For these reasons, we have chosen to implement a native client within the FUSE daemon. This client offers an interface that supports asynchronous zero-copy I/O operations. File meta operations are still handled by FUSE daemon (e.g. open/close/stat files). Applications call open() to obtain a file descriptor (fd) and register it via native API. They can then perform I/O operations on the file with native client. This approach ensures consistency in metadata operations with the POSIX API, making it easier to migrate existing code.

The asynchronous, zero-copy API is inspired by Linux io_uring. Below are the key data structures in the API:

Iov A large memory region for zero-copy read/write operations, shared between the user process and the native client. InfiniBand memory registration is managed by the client. In native API, all read data will be read into Iov, and all write data should be written to Iov before calling the API.
Ior A small shared ring buffer for communication between user process and native client. The usage of Ior is similar to Linux io_uring, where the user process enqueues read/write requests, and the native client dequeues these requests for completion. The requests are executed in batches, with their sizes controlled by the io_depth parameter. Multiple batches are processed in parallel, whether from different rings or the same ring. However, multiple rings are still recommended for multi-threaded applications, as sharing a ring requires synchronization, which can impact performance.

Within the native client, multiple threads are spawned to fetch I/O requests from the Iors. These requests are batched and dispatched to storage services, reducing RPC overhead caused by small read requests.

File metadata store

Location of file chunks

3FS divides file data into equally sized chunks and stripes them across multiple replication chains (replication chains and chain tables are defined in Section Data placement). Users can specify the chain table, chunk size, and stripe size for files on a per-directory basis. Each chunk is independently stored on multiple storage services, with its chunk ID generated by concatenating the file’s inode id and chunk index.

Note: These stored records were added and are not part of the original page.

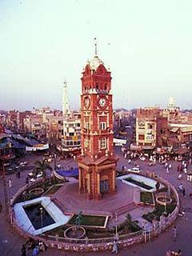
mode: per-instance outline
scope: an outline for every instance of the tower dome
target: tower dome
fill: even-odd
[[[89,62],[88,64],[90,66],[91,70],[97,70],[98,67],[102,64],[104,65],[103,62],[98,57],[98,55],[95,55]]]

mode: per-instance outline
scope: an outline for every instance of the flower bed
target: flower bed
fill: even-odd
[[[74,214],[69,221],[69,225],[75,225],[75,221],[78,215]],[[81,226],[90,227],[102,227],[104,228],[106,226],[108,221],[108,216],[106,215],[82,215]]]
[[[154,205],[154,194],[150,192],[141,192],[141,202]]]
[[[175,203],[166,206],[166,210],[167,215],[171,214],[175,208],[176,208]],[[143,214],[142,218],[150,222],[152,222],[154,219],[159,221],[160,217],[162,215],[164,212],[165,212],[165,206],[161,205],[157,205],[154,211],[152,211],[151,213],[148,213],[146,214]]]
[[[132,178],[125,178],[125,181],[126,182],[129,182],[130,183],[133,183],[134,185],[137,185],[138,186],[141,186],[142,187],[143,189],[145,190],[150,190],[153,189],[153,186],[150,186],[149,185],[146,185],[146,183],[144,183],[143,182],[138,182],[138,181],[136,181],[135,179]]]

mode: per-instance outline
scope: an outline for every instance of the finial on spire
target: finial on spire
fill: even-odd
[[[98,55],[98,42],[97,42],[97,38],[94,38],[94,55]]]

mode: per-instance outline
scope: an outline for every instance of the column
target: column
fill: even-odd
[[[90,191],[90,174],[88,174],[88,188],[87,188],[87,190],[88,190],[88,194],[90,194],[91,191]]]
[[[78,168],[78,188],[81,190],[82,188],[82,169]]]
[[[98,194],[101,193],[100,191],[100,174],[98,174]]]
[[[115,190],[116,190],[116,188],[115,188],[115,181],[116,181],[115,170],[113,170],[113,181],[112,181],[112,184],[113,184],[112,190],[113,190],[113,191],[115,191]]]

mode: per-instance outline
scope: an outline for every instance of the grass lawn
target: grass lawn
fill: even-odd
[[[47,190],[44,195],[54,194],[62,187],[62,184],[52,186],[50,189]]]
[[[154,196],[150,192],[141,192],[141,202],[154,205]]]
[[[74,214],[68,224],[75,225],[76,218],[78,215]],[[82,215],[81,226],[104,226],[106,216],[97,216],[97,215]]]
[[[149,185],[146,185],[146,183],[144,183],[143,182],[138,182],[138,181],[136,181],[134,179],[133,179],[132,178],[126,178],[124,179],[125,181],[126,182],[129,182],[130,183],[133,183],[134,185],[137,185],[138,186],[141,186],[142,187],[143,189],[146,189],[147,190],[150,190],[151,189],[153,189],[152,186],[149,186]]]

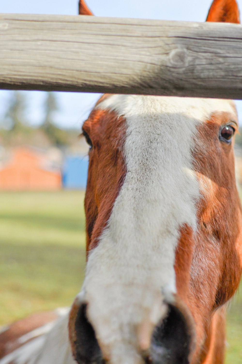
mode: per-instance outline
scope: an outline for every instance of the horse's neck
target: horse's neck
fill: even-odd
[[[42,347],[29,364],[75,364],[68,339],[69,314],[68,311],[58,319],[46,335]]]
[[[76,364],[68,339],[69,310],[19,338],[20,345],[0,359],[0,364]]]

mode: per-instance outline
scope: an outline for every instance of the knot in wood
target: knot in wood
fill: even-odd
[[[187,65],[187,52],[186,49],[173,49],[169,55],[169,60],[173,67],[183,68]]]

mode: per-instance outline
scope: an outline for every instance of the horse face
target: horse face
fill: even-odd
[[[69,320],[79,363],[222,361],[214,342],[223,313],[214,314],[242,264],[237,128],[228,100],[106,95],[98,102],[83,126],[87,260]]]

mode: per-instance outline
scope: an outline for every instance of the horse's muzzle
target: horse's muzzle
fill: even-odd
[[[109,360],[103,357],[86,309],[86,304],[82,303],[79,307],[73,306],[71,312],[69,332],[74,357],[78,364],[108,363]],[[153,331],[149,349],[140,351],[141,359],[137,363],[188,364],[194,341],[192,321],[183,306],[168,304],[165,316]]]

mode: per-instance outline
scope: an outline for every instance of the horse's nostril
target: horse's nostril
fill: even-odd
[[[73,353],[78,364],[103,364],[95,332],[86,316],[86,304],[79,309],[75,322],[76,340]]]
[[[153,364],[188,364],[192,336],[187,318],[177,307],[169,305],[167,316],[153,332],[150,352]]]

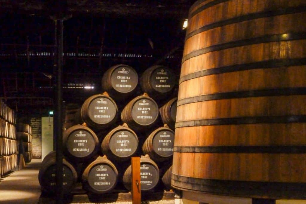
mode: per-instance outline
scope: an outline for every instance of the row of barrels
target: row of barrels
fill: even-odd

When creating a new file, the metadata service employs a round-robin strategy to select consecutive replication chains from the designated chain table, based on the stripe size. Next, a random seed is generated to shuffle the selected chains. This allocation strategy ensures balanced data distribution across chains and SSDs.

When an application opens a file, the client contacts the meta service to obtain the file’s data layout information. Then the client can independently compute chunk IDs and chains for data operations, minimizing the involvement of the meta service in the critical path.

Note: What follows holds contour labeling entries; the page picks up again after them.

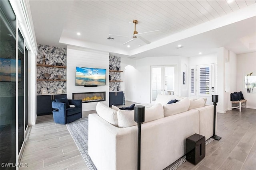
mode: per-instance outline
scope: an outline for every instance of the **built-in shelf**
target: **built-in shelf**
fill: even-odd
[[[47,64],[36,64],[37,66],[42,66],[44,67],[58,67],[58,68],[67,68],[66,66],[52,66],[51,65],[47,65]]]
[[[67,81],[66,79],[36,79],[36,81]]]
[[[121,82],[122,80],[109,80],[109,82]]]
[[[110,70],[109,71],[113,71],[114,72],[123,72],[123,71],[119,71],[118,70]]]

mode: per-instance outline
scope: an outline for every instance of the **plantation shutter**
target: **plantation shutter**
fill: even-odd
[[[209,94],[210,90],[210,67],[200,67],[200,94]]]
[[[194,68],[192,68],[190,69],[190,75],[191,75],[191,82],[190,82],[190,93],[192,94],[195,95],[195,74],[196,74],[196,69]]]

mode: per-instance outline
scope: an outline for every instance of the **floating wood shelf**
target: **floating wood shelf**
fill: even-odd
[[[123,71],[119,71],[118,70],[110,70],[109,71],[112,71],[114,72],[123,72]]]
[[[36,81],[67,81],[66,79],[36,79]]]
[[[47,65],[47,64],[36,64],[37,66],[42,66],[44,67],[58,67],[58,68],[67,68],[66,66],[52,66],[51,65]]]
[[[109,80],[109,82],[121,82],[122,80]]]

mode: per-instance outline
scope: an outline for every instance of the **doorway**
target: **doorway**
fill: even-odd
[[[172,94],[178,92],[177,66],[151,66],[151,103],[154,102],[158,95]]]

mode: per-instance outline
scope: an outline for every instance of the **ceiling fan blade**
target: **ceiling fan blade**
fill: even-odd
[[[115,36],[116,36],[116,37],[127,37],[127,38],[131,38],[132,37],[129,37],[128,36],[120,35],[115,35],[115,34],[108,34],[108,35]]]
[[[123,45],[125,45],[125,44],[126,44],[127,43],[130,43],[130,42],[131,42],[131,41],[132,41],[134,40],[134,39],[135,39],[135,38],[133,38],[133,39],[130,39],[130,40],[129,40],[128,41],[126,42],[126,43],[124,43],[123,44]]]
[[[137,36],[137,35],[139,35],[144,34],[146,34],[146,33],[152,33],[152,32],[154,32],[159,31],[161,31],[161,29],[158,29],[158,30],[144,32],[144,33],[138,33],[137,34],[135,34],[133,36]]]
[[[147,40],[146,39],[144,39],[144,38],[140,37],[140,36],[138,36],[138,37],[137,37],[138,38],[139,38],[140,39],[141,39],[142,41],[143,41],[145,43],[146,43],[147,44],[149,44],[150,43],[151,43],[150,41]]]

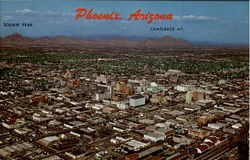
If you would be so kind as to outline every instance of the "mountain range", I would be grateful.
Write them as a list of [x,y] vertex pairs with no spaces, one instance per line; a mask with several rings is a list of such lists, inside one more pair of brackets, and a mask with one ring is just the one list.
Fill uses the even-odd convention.
[[0,38],[1,46],[16,46],[16,47],[36,47],[36,46],[61,46],[61,47],[84,47],[84,46],[111,46],[111,47],[169,47],[169,46],[190,46],[190,42],[184,39],[177,39],[171,36],[165,36],[158,39],[147,38],[142,41],[129,40],[126,38],[112,38],[107,40],[87,40],[75,37],[39,37],[30,38],[24,37],[19,33]]

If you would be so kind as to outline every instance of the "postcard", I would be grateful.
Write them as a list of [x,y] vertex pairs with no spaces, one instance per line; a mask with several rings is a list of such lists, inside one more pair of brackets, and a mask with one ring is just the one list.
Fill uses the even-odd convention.
[[0,159],[248,159],[248,1],[0,7]]

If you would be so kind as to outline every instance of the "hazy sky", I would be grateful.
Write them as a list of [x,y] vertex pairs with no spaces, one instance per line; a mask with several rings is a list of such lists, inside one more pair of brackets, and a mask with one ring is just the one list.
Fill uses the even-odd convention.
[[[146,36],[170,35],[191,42],[247,44],[249,38],[248,1],[80,1],[36,0],[1,3],[1,37],[19,32],[29,37],[40,36]],[[78,8],[94,13],[119,12],[120,21],[75,20]],[[174,20],[127,21],[130,14],[173,13]],[[3,27],[3,23],[32,23],[33,27]],[[183,27],[184,31],[150,31],[151,27]]]

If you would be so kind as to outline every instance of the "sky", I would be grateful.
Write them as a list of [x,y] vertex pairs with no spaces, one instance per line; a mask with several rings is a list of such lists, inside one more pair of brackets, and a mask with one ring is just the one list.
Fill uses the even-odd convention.
[[[248,44],[248,1],[82,1],[0,0],[0,36],[18,32],[27,37],[129,36],[186,39],[190,42]],[[122,20],[75,20],[78,8],[93,13],[118,12]],[[128,21],[142,9],[154,14],[172,13],[174,20]],[[6,27],[4,23],[32,23],[32,27]],[[183,27],[183,31],[151,31],[151,27]]]

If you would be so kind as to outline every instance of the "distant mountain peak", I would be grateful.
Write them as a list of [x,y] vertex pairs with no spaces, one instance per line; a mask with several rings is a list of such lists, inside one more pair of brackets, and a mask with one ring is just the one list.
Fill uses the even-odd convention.
[[86,39],[77,39],[66,36],[55,36],[55,37],[40,37],[40,38],[28,38],[23,37],[19,33],[13,33],[5,38],[1,38],[1,43],[4,45],[15,45],[15,46],[187,46],[191,45],[188,41],[184,39],[176,39],[171,36],[164,36],[162,38],[147,38],[144,41],[139,40],[128,40],[125,37],[113,37],[112,39],[100,40],[100,41],[90,41]]

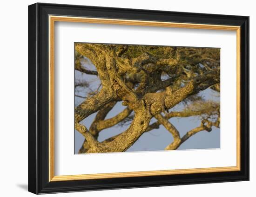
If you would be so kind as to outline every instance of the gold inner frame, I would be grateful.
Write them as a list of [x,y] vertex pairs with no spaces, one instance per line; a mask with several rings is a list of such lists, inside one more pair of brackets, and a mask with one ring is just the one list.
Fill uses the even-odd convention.
[[[240,171],[240,27],[191,23],[49,16],[49,181],[143,177]],[[54,43],[55,21],[230,30],[236,33],[236,166],[179,170],[55,176],[54,173]]]

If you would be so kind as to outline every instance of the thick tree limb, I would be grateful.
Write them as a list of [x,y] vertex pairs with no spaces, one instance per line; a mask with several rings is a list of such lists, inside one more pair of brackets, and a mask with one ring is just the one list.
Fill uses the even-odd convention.
[[171,150],[176,149],[180,145],[181,141],[179,131],[161,114],[155,115],[155,117],[168,131],[172,133],[173,137],[173,142],[168,146],[168,148],[171,148]]

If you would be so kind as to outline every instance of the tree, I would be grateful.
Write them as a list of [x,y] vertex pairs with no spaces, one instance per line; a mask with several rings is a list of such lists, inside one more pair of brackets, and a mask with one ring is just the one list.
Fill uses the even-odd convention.
[[[91,61],[96,70],[83,66],[85,61]],[[220,64],[219,49],[76,43],[75,69],[97,76],[101,82],[87,97],[76,95],[84,99],[75,108],[75,128],[85,138],[79,153],[124,152],[144,132],[160,125],[174,138],[165,150],[175,150],[196,133],[219,127],[219,102],[205,100],[198,93],[210,88],[219,94]],[[76,81],[75,87],[88,87],[88,83]],[[171,94],[166,93],[168,89]],[[161,96],[157,96],[159,92]],[[163,115],[163,99],[166,110],[181,102],[186,107]],[[106,119],[119,102],[126,108]],[[88,129],[81,123],[95,112]],[[201,124],[181,136],[169,120],[191,116],[200,116]],[[153,117],[157,121],[150,125]],[[121,133],[98,141],[103,130],[128,122],[129,127]]]

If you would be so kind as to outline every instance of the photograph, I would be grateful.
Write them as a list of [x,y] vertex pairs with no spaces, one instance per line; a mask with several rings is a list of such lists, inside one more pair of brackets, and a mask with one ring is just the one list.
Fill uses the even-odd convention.
[[221,148],[221,51],[74,43],[74,153]]

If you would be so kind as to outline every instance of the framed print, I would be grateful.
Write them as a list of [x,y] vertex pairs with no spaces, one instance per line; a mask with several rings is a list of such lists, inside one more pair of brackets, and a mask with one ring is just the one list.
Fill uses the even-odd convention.
[[248,180],[246,16],[28,6],[28,191]]

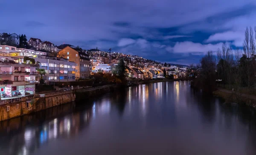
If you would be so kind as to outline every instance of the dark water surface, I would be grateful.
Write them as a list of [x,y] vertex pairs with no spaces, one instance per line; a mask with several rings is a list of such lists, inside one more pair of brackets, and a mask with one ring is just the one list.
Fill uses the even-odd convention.
[[141,85],[0,122],[0,155],[255,155],[255,113],[187,82]]

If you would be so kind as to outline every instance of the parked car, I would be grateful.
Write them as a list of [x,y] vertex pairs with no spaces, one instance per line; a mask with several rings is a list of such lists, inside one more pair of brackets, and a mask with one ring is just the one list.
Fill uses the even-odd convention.
[[4,92],[1,92],[1,97],[6,97],[7,96]]
[[12,96],[16,96],[17,95],[20,95],[20,93],[18,90],[14,90],[12,91]]

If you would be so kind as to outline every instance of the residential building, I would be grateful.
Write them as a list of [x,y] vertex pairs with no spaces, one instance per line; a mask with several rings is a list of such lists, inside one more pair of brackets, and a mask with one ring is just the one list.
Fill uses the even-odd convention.
[[44,55],[33,58],[40,62],[40,68],[45,69],[46,74],[43,78],[46,83],[76,81],[76,63],[66,59]]
[[42,43],[42,49],[48,51],[52,51],[54,48],[54,45],[52,42],[45,41]]
[[157,75],[156,74],[156,72],[154,70],[148,70],[149,77],[151,79],[157,79]]
[[0,45],[0,56],[30,56],[35,57],[37,56],[37,55],[46,55],[47,53],[7,45]]
[[144,73],[142,71],[137,68],[132,68],[131,69],[134,73],[134,77],[143,79]]
[[99,70],[103,70],[104,73],[111,72],[111,66],[108,64],[99,64],[93,67],[93,72],[98,72]]
[[14,33],[9,34],[9,38],[14,44],[20,45],[20,36],[17,34]]
[[65,58],[76,63],[76,77],[80,78],[89,77],[90,60],[88,54],[79,52],[69,46],[67,46],[60,51],[59,52],[63,52],[65,55]]
[[12,97],[12,91],[18,90],[21,95],[33,94],[38,74],[37,64],[15,62],[14,58],[0,56],[0,92]]
[[37,50],[43,49],[42,48],[42,43],[43,42],[40,39],[30,38],[28,42],[30,46],[36,48]]
[[132,70],[129,67],[125,66],[125,71],[126,71],[126,73],[127,74],[127,76],[130,78],[133,78],[134,73]]

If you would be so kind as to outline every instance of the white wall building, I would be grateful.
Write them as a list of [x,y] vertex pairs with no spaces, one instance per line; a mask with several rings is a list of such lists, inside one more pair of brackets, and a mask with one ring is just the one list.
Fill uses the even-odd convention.
[[108,64],[99,64],[93,67],[93,72],[98,72],[99,70],[103,70],[104,72],[111,72],[111,66]]

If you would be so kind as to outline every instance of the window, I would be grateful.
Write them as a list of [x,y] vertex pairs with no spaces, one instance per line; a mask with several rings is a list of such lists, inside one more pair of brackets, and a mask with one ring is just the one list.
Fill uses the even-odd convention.
[[42,67],[47,67],[47,65],[46,63],[41,63],[41,66]]
[[20,81],[25,81],[25,77],[24,76],[20,76]]
[[14,81],[18,81],[18,79],[19,79],[19,76],[14,76]]

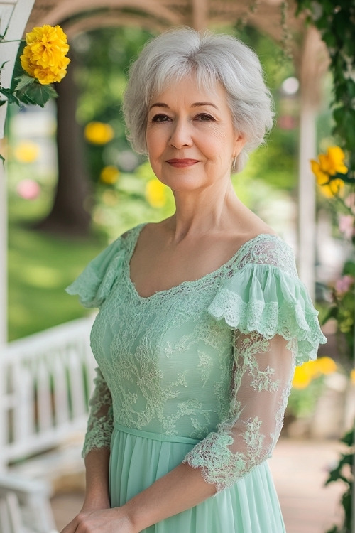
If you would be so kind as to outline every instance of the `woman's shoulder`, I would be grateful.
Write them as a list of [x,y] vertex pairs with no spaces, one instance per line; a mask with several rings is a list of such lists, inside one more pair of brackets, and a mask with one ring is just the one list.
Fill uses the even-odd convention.
[[238,269],[246,264],[269,265],[297,275],[293,249],[274,232],[261,232],[246,240],[236,259]]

File metadata on transactional key-value store

3FS uses FoundationDB as its distributed storage system for metadata. FoundationDB provides a key-value store interface and supports transactions with Serializable Snapshot Isolation (SSI). 3FS stores all metadata as key-value pairs in FoundationDB. Meta services follow a stateless architecture, greatly enhancing maintainability by allowing administrators to seamlessly upgrade or restart services without disruption. When clients experience request failures or timeouts, they can automatically fail over to other available services.

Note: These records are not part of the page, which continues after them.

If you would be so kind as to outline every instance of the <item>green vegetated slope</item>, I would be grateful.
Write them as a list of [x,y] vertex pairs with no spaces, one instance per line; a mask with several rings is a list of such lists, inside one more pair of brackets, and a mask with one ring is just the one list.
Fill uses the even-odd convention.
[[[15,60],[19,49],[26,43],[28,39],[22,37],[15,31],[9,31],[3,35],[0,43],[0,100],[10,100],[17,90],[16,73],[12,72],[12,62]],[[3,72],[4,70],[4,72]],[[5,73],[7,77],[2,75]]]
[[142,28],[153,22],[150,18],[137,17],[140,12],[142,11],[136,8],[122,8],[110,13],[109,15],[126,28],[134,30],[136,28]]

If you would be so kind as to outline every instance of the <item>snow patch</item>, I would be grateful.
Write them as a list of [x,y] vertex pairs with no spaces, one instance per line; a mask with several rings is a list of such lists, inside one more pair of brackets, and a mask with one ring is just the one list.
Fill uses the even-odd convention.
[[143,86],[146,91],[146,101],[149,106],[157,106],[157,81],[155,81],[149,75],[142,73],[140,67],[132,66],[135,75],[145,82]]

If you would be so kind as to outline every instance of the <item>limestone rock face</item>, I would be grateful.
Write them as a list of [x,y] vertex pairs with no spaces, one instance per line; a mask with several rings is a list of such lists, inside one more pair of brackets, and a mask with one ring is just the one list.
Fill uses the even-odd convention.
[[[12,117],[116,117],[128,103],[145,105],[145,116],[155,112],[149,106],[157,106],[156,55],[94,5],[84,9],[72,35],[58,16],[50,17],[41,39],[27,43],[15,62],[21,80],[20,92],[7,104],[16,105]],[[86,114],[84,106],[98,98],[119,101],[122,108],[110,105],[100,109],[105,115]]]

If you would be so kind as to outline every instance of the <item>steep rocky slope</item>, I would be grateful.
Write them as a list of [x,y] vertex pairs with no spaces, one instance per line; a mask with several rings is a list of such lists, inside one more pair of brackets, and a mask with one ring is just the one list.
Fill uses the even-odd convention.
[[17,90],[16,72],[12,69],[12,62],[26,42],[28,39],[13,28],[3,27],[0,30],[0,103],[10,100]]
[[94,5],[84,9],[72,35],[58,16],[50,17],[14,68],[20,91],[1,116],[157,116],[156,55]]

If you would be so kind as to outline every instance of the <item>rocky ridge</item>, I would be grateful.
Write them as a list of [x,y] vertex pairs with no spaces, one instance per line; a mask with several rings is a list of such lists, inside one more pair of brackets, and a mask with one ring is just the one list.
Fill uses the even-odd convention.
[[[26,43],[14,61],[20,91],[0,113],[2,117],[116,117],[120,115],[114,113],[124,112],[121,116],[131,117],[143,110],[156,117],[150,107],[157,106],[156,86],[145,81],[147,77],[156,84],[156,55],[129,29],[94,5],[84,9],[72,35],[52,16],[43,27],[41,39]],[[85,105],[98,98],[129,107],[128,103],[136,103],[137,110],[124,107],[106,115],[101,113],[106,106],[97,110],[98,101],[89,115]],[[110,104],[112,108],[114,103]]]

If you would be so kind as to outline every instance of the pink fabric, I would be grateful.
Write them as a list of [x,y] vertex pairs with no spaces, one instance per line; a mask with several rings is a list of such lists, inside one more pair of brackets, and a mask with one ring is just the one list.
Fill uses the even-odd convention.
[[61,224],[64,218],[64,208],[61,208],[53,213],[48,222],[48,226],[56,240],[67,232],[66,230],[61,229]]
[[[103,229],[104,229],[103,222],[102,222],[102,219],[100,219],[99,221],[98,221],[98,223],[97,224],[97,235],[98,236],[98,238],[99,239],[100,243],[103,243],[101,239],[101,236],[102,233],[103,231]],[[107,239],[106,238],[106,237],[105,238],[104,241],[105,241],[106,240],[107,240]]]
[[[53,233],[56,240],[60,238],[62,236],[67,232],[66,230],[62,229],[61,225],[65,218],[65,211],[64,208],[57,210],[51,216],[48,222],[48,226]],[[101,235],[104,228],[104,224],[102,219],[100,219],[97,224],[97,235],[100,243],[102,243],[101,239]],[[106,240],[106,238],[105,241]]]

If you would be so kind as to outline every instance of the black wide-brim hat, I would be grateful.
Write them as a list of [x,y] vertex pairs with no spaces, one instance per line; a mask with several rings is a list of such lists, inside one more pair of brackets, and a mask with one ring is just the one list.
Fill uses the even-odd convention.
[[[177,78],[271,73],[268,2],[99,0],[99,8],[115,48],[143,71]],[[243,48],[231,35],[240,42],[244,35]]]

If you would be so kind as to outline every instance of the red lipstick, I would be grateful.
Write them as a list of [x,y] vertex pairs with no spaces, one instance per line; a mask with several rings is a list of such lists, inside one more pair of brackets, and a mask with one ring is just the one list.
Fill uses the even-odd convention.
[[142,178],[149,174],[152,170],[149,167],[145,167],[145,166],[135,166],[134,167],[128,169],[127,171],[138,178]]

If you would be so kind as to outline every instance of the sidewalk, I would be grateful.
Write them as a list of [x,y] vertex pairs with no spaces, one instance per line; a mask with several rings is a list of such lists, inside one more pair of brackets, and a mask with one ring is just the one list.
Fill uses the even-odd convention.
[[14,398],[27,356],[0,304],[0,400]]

The file system metadata primarily consists of two core structures: inodes and directory entries. Inodes store attribute information for files, directories, and symbolic links, each identified by a globally unique 64-bit identifier that increments monotonically. Inode keys are constructed by concatenating the "INOD" prefix with the inode id, which is encoded in little-endian byte order to spread inodes over multiple FoundationDB nodes. The inode values vary by its type:

All inode types contain basic attributes: ownership, permissions, access/modification/change times.
Additional attributes for file inodes: file length, chunk size, selected range in chain table, shuffle seed.
Additional attributes for directory inodes: the parent directory’s inode id, default layout configurations for subdirectories/files (chain table, chunk size, stripe size). The parent’s inode id is required to detect loops when moving directories. When moving dir_a/dir_b to dir_c/, we need to ensure that dir_c is not a descendant of dir_b, which can be achieved by checking all ancestors of dir_c upward.
Additional attributes for symbolic link inodes: target path string.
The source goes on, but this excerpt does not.